Notons aussi qu’à aucun moment on ne cherche à calculer l’espérance de vie « en bonne santé » (encore qu’il faudrait bien préciser cette notion), ce qui dispense aussi de se pencher sur les problèmes épidémiologiques, sur les conséquences des maladies les plus fréquentes, en premier lieu le cancer, mais aussi les épidémies de type grippe aviaire, les maladies cardio-vasculaires, etc….Sans parler des perturbateurs endocriniens dont on connaît encore très mal les effets et les mécanismes de transmission, qui peuvent passer de génération en génération. Quid de l’accroissement de l’impact des perturbateurs endocriniens dans notre monde moderne sur les futures générations ?

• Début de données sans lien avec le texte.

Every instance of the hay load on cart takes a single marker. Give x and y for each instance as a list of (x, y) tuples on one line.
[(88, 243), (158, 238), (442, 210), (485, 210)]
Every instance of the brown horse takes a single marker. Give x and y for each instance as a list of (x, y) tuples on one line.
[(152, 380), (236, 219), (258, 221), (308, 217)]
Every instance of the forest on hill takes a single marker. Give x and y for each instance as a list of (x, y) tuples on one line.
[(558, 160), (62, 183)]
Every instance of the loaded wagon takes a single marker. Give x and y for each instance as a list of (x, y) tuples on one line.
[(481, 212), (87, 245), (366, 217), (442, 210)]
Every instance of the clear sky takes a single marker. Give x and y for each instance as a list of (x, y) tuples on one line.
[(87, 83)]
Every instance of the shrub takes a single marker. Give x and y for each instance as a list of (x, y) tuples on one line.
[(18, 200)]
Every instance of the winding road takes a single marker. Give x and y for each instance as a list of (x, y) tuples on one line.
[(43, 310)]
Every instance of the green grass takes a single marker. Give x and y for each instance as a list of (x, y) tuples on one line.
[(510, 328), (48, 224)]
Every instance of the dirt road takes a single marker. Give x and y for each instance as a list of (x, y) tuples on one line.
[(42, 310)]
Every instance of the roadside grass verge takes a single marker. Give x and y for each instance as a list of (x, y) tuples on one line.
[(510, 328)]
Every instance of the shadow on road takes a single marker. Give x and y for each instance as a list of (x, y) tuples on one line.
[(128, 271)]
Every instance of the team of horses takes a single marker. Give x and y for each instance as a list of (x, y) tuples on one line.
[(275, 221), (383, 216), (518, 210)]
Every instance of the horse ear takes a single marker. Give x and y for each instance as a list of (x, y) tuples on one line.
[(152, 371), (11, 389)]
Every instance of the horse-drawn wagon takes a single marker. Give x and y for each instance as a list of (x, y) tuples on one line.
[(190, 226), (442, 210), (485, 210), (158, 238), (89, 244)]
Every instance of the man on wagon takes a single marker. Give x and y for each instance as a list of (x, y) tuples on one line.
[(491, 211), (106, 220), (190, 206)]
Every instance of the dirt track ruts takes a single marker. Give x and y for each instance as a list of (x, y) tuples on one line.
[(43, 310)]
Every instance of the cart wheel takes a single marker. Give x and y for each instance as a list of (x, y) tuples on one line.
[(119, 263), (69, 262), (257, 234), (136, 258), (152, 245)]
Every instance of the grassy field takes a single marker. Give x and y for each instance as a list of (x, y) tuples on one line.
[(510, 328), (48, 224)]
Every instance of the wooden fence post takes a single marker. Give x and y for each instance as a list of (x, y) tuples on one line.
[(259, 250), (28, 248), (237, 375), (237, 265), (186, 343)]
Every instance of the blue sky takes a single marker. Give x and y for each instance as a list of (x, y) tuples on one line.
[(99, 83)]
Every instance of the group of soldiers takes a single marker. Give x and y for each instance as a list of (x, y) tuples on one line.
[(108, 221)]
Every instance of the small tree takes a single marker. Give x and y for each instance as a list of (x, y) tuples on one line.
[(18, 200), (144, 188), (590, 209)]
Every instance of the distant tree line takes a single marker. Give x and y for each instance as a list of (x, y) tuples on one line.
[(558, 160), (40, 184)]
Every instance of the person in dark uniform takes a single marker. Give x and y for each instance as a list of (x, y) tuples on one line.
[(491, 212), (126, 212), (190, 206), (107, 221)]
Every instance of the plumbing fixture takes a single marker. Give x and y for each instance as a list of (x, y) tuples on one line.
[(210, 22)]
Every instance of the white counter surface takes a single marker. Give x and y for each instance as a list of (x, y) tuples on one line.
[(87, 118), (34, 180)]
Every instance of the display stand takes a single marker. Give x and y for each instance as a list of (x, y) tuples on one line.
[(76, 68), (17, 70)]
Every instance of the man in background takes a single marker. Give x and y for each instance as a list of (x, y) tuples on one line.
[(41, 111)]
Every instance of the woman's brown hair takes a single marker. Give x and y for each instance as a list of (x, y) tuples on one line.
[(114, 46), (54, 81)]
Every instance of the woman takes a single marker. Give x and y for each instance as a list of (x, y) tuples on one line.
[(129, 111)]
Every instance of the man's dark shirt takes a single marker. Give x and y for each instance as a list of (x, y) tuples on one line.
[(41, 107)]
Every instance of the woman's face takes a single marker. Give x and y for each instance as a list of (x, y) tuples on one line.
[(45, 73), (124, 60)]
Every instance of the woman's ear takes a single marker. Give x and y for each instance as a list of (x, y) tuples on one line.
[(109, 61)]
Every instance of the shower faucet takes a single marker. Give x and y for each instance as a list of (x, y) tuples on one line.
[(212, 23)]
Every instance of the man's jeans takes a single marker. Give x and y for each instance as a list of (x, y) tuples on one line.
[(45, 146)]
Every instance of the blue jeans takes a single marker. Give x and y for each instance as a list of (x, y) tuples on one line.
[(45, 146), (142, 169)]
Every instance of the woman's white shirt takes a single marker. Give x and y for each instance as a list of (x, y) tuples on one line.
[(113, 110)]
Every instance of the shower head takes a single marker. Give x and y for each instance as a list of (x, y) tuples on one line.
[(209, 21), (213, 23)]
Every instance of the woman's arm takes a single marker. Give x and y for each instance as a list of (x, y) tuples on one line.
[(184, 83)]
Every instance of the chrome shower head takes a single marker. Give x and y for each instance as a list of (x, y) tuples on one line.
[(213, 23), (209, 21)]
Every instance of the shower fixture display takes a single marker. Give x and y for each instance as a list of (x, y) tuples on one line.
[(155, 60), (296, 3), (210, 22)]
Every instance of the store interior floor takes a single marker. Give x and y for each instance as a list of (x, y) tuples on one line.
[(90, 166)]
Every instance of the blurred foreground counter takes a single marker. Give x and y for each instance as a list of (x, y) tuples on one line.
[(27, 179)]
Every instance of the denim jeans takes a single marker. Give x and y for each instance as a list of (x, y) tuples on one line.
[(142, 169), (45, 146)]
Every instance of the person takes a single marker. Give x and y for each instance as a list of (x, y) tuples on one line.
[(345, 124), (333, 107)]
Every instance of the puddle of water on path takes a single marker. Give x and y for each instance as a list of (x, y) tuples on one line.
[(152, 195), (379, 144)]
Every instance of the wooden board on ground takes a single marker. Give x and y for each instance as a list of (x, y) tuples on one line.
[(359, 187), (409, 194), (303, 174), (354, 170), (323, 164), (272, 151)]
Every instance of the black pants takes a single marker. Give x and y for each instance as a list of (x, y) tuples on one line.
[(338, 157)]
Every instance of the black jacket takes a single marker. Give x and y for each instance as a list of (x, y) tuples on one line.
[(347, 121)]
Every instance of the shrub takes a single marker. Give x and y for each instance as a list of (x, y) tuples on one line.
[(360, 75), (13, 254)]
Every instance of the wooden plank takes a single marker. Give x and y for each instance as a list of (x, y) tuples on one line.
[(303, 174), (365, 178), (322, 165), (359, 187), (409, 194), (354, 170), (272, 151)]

Je ne dispose pas d’autres chiffres précis sur la France, mais il me semble aussi que « l’espérance de vie » vient d’y marquer un temps d’arrêt et que les récentes recherches sur cette espérance de vie en bonne santé ne sont pas très rassurantes.
Où veut-on nous mener avec ces perspectives péremptoires de longévité ?
Peut-être, veut-on nous faire travailler plus longtemps : l’argument de la prolongation de la durée de vie a été souvent employé à l’appui des politiques de recul de l’âge de départ en retraite. Mais aura-t-on vraiment besoin des « vieux travailleurs », dans l’économie des high-tech et des robots ?
Sous un apparence de bonheur et d’espoir , on voit aussi un message plus sombre: nous allons coûter cher quand nous deviendrons vieux; nous allons d’ailleurs devenir un « marché » énorme de développement des entreprises de la « tech »; 300 milliards de dollars dans le secteur de « l’e-santé » attendus en 2022, soit trois fois plus qu’en 2014, essentiellement face aux besoins liés au vieillissement de la population, au développement des maladies chroniques et aux difficultés de financement des systèmes de santé (surtout si on leur limite l’accès aux fonds publics !).
Loin de moi l’idée de nier l’ampleur des progrès technologiques. Microsoft dit avoir réussi à diviser par sept le temps nécessaire à réaliser le découpage du génome , que j’évoquais dans le précédent article. Ce n’est qu’un exemple.
En définitive, voici comment je vois la grande insuffisance de ces raisonnements et le vrai risque: qu’il s’agisse de la « course vers la longévité » de mon précédent article, ou de ces modèles de prévision « à la fiabilité inégalée », s’il n’y a pas en contrepoids des réflexions et des actions, effectives sur nos enjeux de santé publique, (notre « vraie vie » avec ses risques de maladie et de souffrances), tout se passera comme dans nos économies libérales qui sont devenues folles; il n’y aura plus de régulation et nous allons devenir, au pire des êtres inutiles, au mieux des « objets à soigner » dans les énormes marchés financiers convoités par les entreprises.